You don't need to to be an expert about one single nerve in your body, to continue being a good teacher or to make the most of your movement practice.
However, If your social media feed is anything like mine, you can be left with a sense of insufficiency about your anatomical knowledge. I'm here to encourage you to stop scrolling and consider what you know already and how it may well be enough to serve you and your students well. Here are a few practical insights that I have found helpful
1. THE LONG AND WINDING RIVER
You probably know the headline (no pun) information about the vagus: it’s the number 10 of 12 cranial nerves. and it meanders like a river, flowing from your brainstem. One tributary branches into the region of your heart and lungs, another finds its way through your diaphragm to wander the abdominal organs. It also branches towards various facial nerves. If you've come across something called Polyvagal Theory (ref Dr Stephen Porges), you'll know something of the Social Engagement System that can regulate our sympathetic and parasympathetic responses to stress and establishing safety.
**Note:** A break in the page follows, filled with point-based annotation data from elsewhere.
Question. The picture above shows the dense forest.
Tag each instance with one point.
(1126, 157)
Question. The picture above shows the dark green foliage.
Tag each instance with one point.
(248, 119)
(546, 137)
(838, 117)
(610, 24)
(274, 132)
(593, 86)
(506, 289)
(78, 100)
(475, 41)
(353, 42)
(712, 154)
The etymology of "vagus" is the Latin vagus meaning things like roaming, wandering, straying (it can also have the sense of vague, uncertain, unspecific). We see it in English in words like vagrant and vagabond.
2. TERRAIN
It is a major player in your parasympathetic system (the rest & digest one) which is the sibling to your sympathetic system (the fight or flight one). I like to call them the Perfect Twins. These systems come under the umbrella term: autonomic, as the processes are largely being orchestrated unconsciously (and reflexively) - you don't need to think about breathing, or digesting, or the hundreds of things your liver does. Thankfully, the systems have their own intelligence, as it were.
3. BALANCE & TONE
If you have a balanced practice of activiity and rest (being wakeful and busy, and able to relax, able to sleep) then you don’t need to “stimulate” the vagus nerve - your systems will work this out for themselves. When these systems are functioning well for us, when we are able to up- and down-regulate without effort, the term you will hear is Autonomic Tone.
4. OUT OF BALANCE?
If, however, you are feeling out of balance (can't rest or relax, fairly tense or stressed most of the time), then the parasympathetic systems states are not so accessible or seem depleted. The simplest (and yet, not always easiest) thing to do is engage in something that makes you happy, makes you smile on the inside (or half smile on the outside). Friends are good, stepping into nature also, and pets can be great.
5. HOW YOUR YOGA PRACTICE HELP
If you really want to “stimulate” your vagus nerve through yoga i.e. let your parasympathetic come forward in your practice, then you have all these techniques and more already in your toolbox:
max out your time in Savasana, maybe shift the balance so your practice is more stillness than movement
do a Restorative practice, like putting your Legs up the Wall or supported on a chair and props (as in Waterfall), for 15 minutes or so
create a playlist of calming music or steady chanting
listen to a guided Yoganidra practice and don't worry if you fall asleep (maybe set a timer before you settle)
practice Brahmari PY (humming bee breath): the vagus passes close to your larynx, the humming creates a soothing vibration close by
encourage your exhalation to lengthen, a very light 'ujjayi' contraction can delicately extend it - go little by little.
And on a final note, the wisdom of the innate balance of the autonomic systems is articulated in the philosophy of asana: the sthira sukham asanam (YSOP 2:46). The essence perhaps of any asana is a process of embodiment that allows the duality of the systems to find their own harmony - and I'm pretty sure Patanjali was not a neuroscientist.